The regulations establish licensure standards for assisted living residences (ALRs), which provide food, shelter, personal care assistance and some health coverage to older adults and people with disabilities who are not so sick as to require ongoing skilled nursing care. About 50,000 Pennsylvanians live in facilities that may call themselves assisted living but that are actually licensed by the Commonwealth of Pennsylvania as personal care homes.

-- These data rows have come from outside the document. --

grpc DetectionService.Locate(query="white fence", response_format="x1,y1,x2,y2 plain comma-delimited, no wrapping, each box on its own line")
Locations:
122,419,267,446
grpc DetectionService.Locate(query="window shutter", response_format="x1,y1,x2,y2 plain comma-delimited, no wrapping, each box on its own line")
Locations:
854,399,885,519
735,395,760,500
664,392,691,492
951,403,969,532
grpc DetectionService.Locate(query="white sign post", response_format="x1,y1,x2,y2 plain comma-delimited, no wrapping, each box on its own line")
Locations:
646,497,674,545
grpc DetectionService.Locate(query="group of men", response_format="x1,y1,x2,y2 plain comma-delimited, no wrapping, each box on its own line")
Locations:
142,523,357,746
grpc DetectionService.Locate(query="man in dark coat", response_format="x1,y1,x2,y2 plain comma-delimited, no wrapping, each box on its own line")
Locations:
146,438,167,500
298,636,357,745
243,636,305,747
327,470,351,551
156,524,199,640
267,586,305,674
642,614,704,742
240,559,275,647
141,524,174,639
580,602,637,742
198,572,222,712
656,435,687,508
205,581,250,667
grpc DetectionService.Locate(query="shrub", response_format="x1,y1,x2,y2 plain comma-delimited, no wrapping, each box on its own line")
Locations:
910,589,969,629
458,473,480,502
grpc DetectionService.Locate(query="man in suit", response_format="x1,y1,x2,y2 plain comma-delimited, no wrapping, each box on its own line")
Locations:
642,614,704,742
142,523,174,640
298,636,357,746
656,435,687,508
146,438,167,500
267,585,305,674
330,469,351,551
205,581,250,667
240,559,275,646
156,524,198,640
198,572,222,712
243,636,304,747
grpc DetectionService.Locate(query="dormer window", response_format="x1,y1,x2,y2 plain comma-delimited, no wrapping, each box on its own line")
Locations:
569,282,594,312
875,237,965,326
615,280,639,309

From 2008 to 2010, the Pennsylvania Assisted Living Consumer Alliance (PALCA), a collaboration of consumers, family members, and local and state wide organizations (including PHLP), advocated for safety, freedom of choice and high legal standards for residents in assisted living facilities in the state. PALCA was pleased to see that the regulations included many changes they recommended such as:

  • a requirement that ALRs provide a written decision when an admission is denied due to a supposed inability to meet a person’s needs;
  • the inclusion of an appendix listing all residents’ rights in one place;
  • defining core packages that will help consumers compare ALRs;
  • a requirement that assessments and support plans be completed prior to admission, in most cases. The support plan outlines the care needs of the new resident and how ALRs will address them; and
  • a requirement that the final support plan be incorporated into the resident-ALR contract.

Despite these improvements, PALCA believes several provisions will harm consumers. Areas of specific concern are:

Inadequate Requirements for Administrators and Direct Care Staff: The regulations remove requirements for any educational qualifications (including a high school diploma) for administrators of assisted living facilities. PALCA is concerned that minimal training requirements for administrators and direct care staff will compromise residents’ health and safety. Unlike personal care homes, ALRs will be permitted to serve individuals who need the level of care traditionally provided by a nursing home. As a result, assisted living residents will be sicker and will have higher care needs than people currently served in personal care homes; however, administrators are only required to have 100 hours of training (the same amount required for personal care home administrators) and direct care staff are only required to have 18 hours of training under the final-form regulations.

Inadequate Room Size Requirements: PALCA disapproves of the reduction of square footage requirements for new and existing living units for single and double occupancy; permitting room sizes even smaller than those set forth in previous drafts of the regulations. Under the regulations, new construction units may have single occupancy units that are only 225 square feet. For existing structures, a single occupancy unit can be as small as 160 square feet. These small room sizes limit a person’s ability to move a wheelchair and can decrease their independence. PALCA maintains rooms should be sized in accord with “marketplace” standards of at least 250 square feet for a single occupancy unit, and up to 500 square feet, for a single bedroom living unit.

Also troubling is a new provision permitting an exception to the room size requirements at the Department’s discretion. This is problematic because the regulations do not include standards for ALRs seeking an exception or for the Department to grant an exception. Unlike the process for seeking waivers for any other provision of the regulations, the exception process does not provide for public posting of the exception request or a period of public comment prior to final review and decision. Since an “exception” is in fact a “waiver,” the same requirements should be in place.

The regulations also do not ensure appropriate use of bed rails: Although the regulations added language limiting the use of bed rails, these requirements do not meet or exceed the rules for bed rail use in personal care homes as required by Act 56 (the statute creating the licensure status for assisted living residences and requiring DPW to issue the assisted living regulations).

Inadequate fire safety requirements: PALCA is alarmed residents will not have sufficient protection from potential fire hazards such as kitchen areas where electric appliances will be used.